Ze spraw bardziej przyziemnych, dzisiaj doszła wreszcie do skutku adopcja jednej z moich podopiecznych, syryjki Nesti, która pojechała aż do Wrocławia :D Wprawdzie zdarzały się już adopcje nawet i na drugi koniec Polski, a jednak mój tata wciąż na wieść o tym, że ktoś przyjedzie XXX km po - uwaga - C H O M I K A, wychodzi z wyrazem głębokiego niedowierzania na twarzy.
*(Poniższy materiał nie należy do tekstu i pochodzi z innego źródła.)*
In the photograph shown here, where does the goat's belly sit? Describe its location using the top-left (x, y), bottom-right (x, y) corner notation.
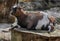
top-left (35, 20), bottom-right (49, 29)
Dla niego chomik to 10-15zł w najbliższym zoologicznym i chyba nic ponad to, dlatego każda moja wizyta u weterynarza z którymkolwiek z podopiecznych zawsze utrzymywana jest w największym sekrecie i rzadko kiedy dowiaduje się o tym tata. Mama na szczęście okazuje coraz więcej zrozumienia dla mojej pasji, ale i tak ani ona, ani tata wciąż nie są na tyle zorientowani w moim "stadku", żeby zauważyć, że pojawiło się coś nowego.
A dziś pojawił się czarno-biały chomik. Zupełnie nieplanowanie i niespodziewanie. Może i nie groziło mu oddanie na karmę dla węża, jak to zwykle dzieje się w przypadku chomików, którym załatwiam adopcje, ale ktoś go już nie potrzebował i oddał. Jest wyjątkowo spokojny i odrobinę zbyt chudy, ale samo to, że mieszkał w klatce z innym chomikiem jest niedopuszczalne i świadczy o rażącej nieodpowiedzialności (ewentualnie braku odpowiedniej wiedzy) jego byłego opiekuna. Co będzie z nim dalej? Czy zamieszka u mnie, czy może znajdę mu nowego, odpowiedzialnego opiekuna? Jeszcze nie wiem ;)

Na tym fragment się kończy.